Extra 50K better to pay down a Rental Mortgage or Re-invest

4 Replies

This type of question may have been asked in the past.  

If I have 50K in cash to invest outside my retirement.

Is it better to pay down the liabilities on my rental properties that have mortgages at 4% or invest in another property that generates 8% cash on cash and use that money to pay down all the debt, including the new mortgage it will have?

I think I know the answer, but curious what others might do with the 50K.  Some say accelerate paydown, others say debt is cheap, so buy another property with the 50K as down payment, borrow the difference and keep going.

@Peter Schuyler I would keep investing and reinvesting. Let the debt be paid down over the 30 years and use the income the properties are generating and keep growing your portfolio. I would also look at maybe selling and doing a 1031 exchange into either a bigger or more profitable property/properties 

On this forum, you are likely to get about 90% of the people saying to reinvest the $$....you will get way better returns than paying down a 4% loan. Which is likely very true if you do the right thing with the $$ and can tolerate some risk....risk that includes losing $$.

Go to a Dave Ramsey or Suzy Orman forum and you will get 90% of them saying to pay off your debt.... its a much lower yield on your "investment" but very low risk.

It really depends on your risk tolerance and what you want to do...what is your goal? If you want to expand and generate more and more cash flow then you keep leveraging and taking on more "good" debt that pays larger rewards.

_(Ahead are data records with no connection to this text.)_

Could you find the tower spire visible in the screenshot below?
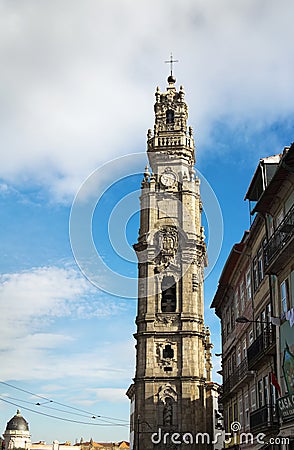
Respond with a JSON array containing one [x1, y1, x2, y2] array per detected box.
[[164, 52, 179, 82]]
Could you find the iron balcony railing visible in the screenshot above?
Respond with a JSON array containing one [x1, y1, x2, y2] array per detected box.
[[247, 324, 276, 370], [264, 205, 294, 269], [250, 404, 278, 431]]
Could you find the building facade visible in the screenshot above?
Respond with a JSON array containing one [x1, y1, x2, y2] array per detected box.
[[212, 145, 294, 449], [127, 74, 217, 450], [3, 410, 31, 450]]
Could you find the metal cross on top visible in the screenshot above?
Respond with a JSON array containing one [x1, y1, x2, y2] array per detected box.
[[164, 53, 179, 75]]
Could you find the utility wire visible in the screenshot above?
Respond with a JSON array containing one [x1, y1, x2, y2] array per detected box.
[[0, 397, 128, 427]]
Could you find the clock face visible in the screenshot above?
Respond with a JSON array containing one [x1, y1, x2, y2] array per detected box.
[[160, 172, 176, 187]]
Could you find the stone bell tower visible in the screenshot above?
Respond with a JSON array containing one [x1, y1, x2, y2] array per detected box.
[[127, 74, 212, 450]]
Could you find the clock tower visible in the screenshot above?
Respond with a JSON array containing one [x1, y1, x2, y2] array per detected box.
[[127, 73, 212, 450]]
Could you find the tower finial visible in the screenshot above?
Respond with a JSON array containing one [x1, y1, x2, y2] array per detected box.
[[164, 53, 179, 83]]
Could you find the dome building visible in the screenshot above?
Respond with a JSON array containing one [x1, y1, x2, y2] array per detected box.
[[3, 410, 31, 450]]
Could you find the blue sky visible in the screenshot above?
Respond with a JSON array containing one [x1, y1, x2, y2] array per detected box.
[[0, 0, 294, 442]]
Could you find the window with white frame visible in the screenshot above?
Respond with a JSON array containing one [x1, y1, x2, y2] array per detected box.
[[239, 395, 244, 428], [234, 289, 240, 317], [250, 386, 256, 411], [248, 328, 254, 345], [244, 392, 249, 428], [281, 278, 290, 313], [257, 249, 264, 283], [246, 270, 252, 301], [242, 336, 247, 360], [240, 280, 245, 312], [252, 257, 259, 291], [257, 379, 264, 408], [237, 345, 241, 366], [263, 375, 269, 406]]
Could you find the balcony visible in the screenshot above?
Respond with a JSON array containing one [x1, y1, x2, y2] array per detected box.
[[250, 405, 279, 432], [247, 324, 276, 370], [264, 205, 294, 274], [223, 358, 253, 397]]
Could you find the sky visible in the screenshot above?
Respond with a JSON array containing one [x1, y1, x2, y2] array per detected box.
[[0, 0, 294, 443]]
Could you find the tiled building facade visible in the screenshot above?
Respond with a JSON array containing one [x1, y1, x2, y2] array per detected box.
[[212, 145, 294, 449]]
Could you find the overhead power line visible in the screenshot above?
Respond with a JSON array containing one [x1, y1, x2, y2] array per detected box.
[[0, 381, 129, 426]]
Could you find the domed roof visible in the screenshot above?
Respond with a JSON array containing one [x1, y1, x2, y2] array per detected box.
[[6, 409, 29, 431]]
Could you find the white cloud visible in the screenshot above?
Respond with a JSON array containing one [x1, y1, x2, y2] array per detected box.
[[92, 388, 129, 403], [0, 0, 294, 199], [0, 267, 130, 380]]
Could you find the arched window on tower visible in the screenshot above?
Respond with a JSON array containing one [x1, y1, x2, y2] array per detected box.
[[161, 276, 177, 312], [166, 109, 175, 123], [162, 344, 174, 359]]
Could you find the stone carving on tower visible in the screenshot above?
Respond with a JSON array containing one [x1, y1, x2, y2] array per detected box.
[[127, 67, 212, 450]]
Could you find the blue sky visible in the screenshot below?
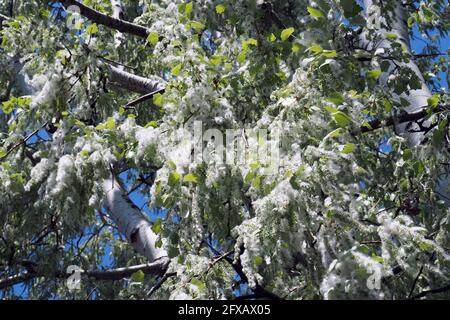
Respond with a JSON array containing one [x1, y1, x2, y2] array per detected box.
[[0, 1, 450, 298]]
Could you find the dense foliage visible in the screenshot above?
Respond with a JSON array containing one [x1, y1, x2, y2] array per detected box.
[[0, 0, 450, 299]]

If you can pay off your mortgages quickly and own the properties outright and the cash flow from them will be all you need to reach your financial goal, then that may be the best path for you

If you want to build wealth, invest the $$

Originally posted by @Ned J. :

On this forum, you are likely to get about 90% of the people saying to reinvest the $$....you will get way better returns than paying down a 4% loan. Which is likely very true if you do the right thing with the $$ and can tolerate some risk....risk that includes losing $$.

Go to a Dave Ramsey or Suzy Orman forum and you will get 90% of them saying to pay off your debt.... its a much lower yield on your "investment" but very low risk.

It really depends on your risk tolerance and what you want to do...what is your goal? If you want to expand and generate more and more cash flow then you keep leveraging and taking on more "good" debt that pays larger rewards.

If you can pay off your mortgages quickly and own the properties outright and the cash flow from them will be all you need to reach your financial goal, then that may be the best path for you

If you want to build wealth, invest the $$

 Great summary, sometimes we just need to be reminded of the obvious.  Thanks for your reply.

It boils down to maximising returns or minimising risk (in theory).

Make your cash earn it's keep or take surplus cash and hoard it for someday maybe.

Odd thing about cash hoarders is that although they think they are being ultra conservative dead equity actually places your money at a higher risk. It attracts lawsuits and is a personal monetary loss when markets turn. Income properties with high equity are a liability. Buying cash flow with cash.